Van Horne, now safely back home in Denver, held onto her bright-orange life vest Wednesday as she told the tale of her rescue. She giggled with delight when asked if she would get on a ship again.
“Absolutely,” she said. “I would not hesitate.”
Van Horne decided to take the G.A.P. Adventures cruise — aboard the M/S Explorer, along with 99 other passengers and a crew of 54 — in part to retrace the journey of explorer Ernest Shackleton, who made a 1914 expedition to the Antarctic. The cruise began Nov. 11 at Argentina.
The ship suffered a fist-size hole in the bottom when it struck submerged ice, and water began to swell throughout the ship’s plumbing system, prompting it to go down faster.
Shackleton’s ship also struck ice and sank, but he had to wait months to be rescued, while Van Horne’s ordeal lasted seven hours.

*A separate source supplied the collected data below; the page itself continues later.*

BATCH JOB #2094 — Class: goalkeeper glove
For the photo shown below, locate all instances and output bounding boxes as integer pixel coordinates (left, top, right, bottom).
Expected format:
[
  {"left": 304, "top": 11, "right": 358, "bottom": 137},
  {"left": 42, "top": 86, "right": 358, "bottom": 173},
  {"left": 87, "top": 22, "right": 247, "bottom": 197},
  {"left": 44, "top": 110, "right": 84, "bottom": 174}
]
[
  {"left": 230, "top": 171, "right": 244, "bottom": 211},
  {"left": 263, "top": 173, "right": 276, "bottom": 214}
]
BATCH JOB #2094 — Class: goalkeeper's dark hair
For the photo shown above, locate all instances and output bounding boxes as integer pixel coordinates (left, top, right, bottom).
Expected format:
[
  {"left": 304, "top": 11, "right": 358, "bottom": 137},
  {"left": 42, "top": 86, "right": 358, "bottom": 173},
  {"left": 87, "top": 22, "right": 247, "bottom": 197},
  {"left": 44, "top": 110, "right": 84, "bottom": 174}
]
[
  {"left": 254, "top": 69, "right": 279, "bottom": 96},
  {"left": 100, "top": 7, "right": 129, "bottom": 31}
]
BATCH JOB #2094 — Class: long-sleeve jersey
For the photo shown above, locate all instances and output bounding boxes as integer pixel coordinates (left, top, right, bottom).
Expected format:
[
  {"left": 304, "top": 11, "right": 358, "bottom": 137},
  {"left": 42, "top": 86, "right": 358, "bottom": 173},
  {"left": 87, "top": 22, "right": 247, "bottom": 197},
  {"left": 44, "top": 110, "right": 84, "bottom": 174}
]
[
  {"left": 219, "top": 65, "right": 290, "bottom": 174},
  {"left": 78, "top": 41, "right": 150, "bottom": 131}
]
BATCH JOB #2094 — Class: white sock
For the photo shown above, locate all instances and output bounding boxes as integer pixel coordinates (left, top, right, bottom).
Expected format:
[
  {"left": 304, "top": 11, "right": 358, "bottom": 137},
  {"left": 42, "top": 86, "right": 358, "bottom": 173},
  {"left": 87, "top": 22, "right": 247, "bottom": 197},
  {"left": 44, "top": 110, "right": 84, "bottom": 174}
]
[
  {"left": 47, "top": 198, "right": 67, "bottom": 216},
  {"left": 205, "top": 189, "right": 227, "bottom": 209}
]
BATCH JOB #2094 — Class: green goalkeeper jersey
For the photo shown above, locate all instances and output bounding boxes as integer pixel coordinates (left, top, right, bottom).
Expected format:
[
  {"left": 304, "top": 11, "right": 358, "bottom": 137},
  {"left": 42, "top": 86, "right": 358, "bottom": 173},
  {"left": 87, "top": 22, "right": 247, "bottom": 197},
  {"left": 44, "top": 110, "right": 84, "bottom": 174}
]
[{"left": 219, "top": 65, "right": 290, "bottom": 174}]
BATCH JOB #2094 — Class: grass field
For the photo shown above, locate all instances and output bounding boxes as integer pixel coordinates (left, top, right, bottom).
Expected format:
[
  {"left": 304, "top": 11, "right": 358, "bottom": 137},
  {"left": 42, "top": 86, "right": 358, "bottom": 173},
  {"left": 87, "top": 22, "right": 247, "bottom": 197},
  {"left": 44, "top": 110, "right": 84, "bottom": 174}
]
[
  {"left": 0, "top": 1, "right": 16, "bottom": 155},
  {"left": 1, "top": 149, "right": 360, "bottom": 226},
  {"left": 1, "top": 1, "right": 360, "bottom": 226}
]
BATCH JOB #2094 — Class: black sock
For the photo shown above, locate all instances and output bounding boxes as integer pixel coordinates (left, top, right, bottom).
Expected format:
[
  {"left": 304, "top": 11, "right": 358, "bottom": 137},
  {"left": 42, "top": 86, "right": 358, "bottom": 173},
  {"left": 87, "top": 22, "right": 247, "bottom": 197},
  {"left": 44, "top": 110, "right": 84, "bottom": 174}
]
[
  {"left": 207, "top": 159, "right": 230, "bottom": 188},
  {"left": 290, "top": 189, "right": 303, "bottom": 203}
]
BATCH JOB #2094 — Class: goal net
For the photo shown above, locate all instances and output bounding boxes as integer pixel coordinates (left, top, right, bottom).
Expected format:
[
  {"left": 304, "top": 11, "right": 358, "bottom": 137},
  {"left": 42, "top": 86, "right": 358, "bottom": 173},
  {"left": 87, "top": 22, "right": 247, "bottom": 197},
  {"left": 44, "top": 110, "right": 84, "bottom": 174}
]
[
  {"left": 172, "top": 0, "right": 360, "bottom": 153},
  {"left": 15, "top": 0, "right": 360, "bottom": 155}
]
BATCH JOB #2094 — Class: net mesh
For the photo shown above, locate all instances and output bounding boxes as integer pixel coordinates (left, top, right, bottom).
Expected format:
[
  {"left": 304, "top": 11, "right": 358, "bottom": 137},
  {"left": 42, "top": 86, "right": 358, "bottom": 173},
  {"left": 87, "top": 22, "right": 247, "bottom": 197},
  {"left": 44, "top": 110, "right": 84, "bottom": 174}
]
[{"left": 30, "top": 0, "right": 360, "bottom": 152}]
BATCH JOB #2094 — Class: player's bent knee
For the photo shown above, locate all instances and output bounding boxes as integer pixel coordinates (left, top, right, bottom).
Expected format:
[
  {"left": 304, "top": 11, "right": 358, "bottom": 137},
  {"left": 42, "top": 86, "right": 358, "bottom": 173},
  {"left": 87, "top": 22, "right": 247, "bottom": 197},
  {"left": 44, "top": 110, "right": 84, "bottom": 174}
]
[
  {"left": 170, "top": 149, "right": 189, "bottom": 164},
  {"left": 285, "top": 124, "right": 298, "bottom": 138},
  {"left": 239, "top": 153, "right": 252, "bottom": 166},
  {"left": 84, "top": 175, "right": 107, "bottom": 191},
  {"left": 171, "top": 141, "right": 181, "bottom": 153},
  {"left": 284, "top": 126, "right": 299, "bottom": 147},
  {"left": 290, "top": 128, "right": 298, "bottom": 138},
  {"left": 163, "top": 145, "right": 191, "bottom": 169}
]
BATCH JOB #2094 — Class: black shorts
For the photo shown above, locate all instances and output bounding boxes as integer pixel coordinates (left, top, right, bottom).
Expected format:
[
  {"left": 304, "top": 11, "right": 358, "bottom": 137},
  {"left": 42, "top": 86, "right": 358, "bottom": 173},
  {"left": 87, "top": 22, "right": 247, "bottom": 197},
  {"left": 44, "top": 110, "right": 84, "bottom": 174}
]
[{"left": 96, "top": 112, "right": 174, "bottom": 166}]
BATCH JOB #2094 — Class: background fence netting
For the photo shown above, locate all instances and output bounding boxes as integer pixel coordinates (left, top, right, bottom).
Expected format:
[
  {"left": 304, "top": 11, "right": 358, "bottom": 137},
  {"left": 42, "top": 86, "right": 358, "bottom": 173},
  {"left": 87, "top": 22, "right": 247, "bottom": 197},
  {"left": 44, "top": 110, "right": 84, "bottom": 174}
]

Van Horne does not want to diminish the fear she felt when she was told to abandon the ship and board a lifeboat. All 154 survived.
“Anyone who would not say they were petrified and not scared would not be telling the truth,” she said. “But there was the optimism of human survival.”
Van Horne said she heard the ship strike the ice. She was wearing her pajamas when the warning signal went off but managed to grab a hat, a brown down jacket and boots.
One of the scariest moments, she said, was when she and 30 other passengers had to push the lifeboat from the ship against the surging waters of the Antarctic.
As time passed on the lifeboats, she and her fellow passengers began to trade clothing and assurances.
Someone handed Van Horne a pair of water-resistant pants. She gave a shivering man her hat, and someone else handed him a scarf.
Van Horne’s niece, Lisa Paisola, who took the trip with her, gave her some crushed Dramamine to stave off seasickness.
“The story is the story of survival,” Van Horne said, “the humanity of giving and the feeling of people truly giving to you.”
When Van Horne saw a Norwegian cruise ship come across the horizon, she said she felt “boundless joy.”
But she still tears up when thinking of the crew who lived on the Explorer. Aboard the Norwegian ship, she watched as the Explorer began to move onto its side, but she never fully saw it go under.
“The Filipino men, they lived on these boats; this was their home, and they lost everything,” Van Horne said.
Meanwhile, Van Horne’s husband, Gil Foster, was worrying back home.
The night before he heard she was in danger, Foster read an e-mail written by Paisola that said the sound of ice hitting the boat was keeping her aunt awake.
Foster and Van Horne had visited the Titanic museum in Halifax, Nova Scotia, and he remembered films showing coffins of people who died lined up along the pier.
Such visions came and went until he heard that Van Horne had been rescued.
“She is a very strong woman,” he said. “She was probably in better shape than I would have been.”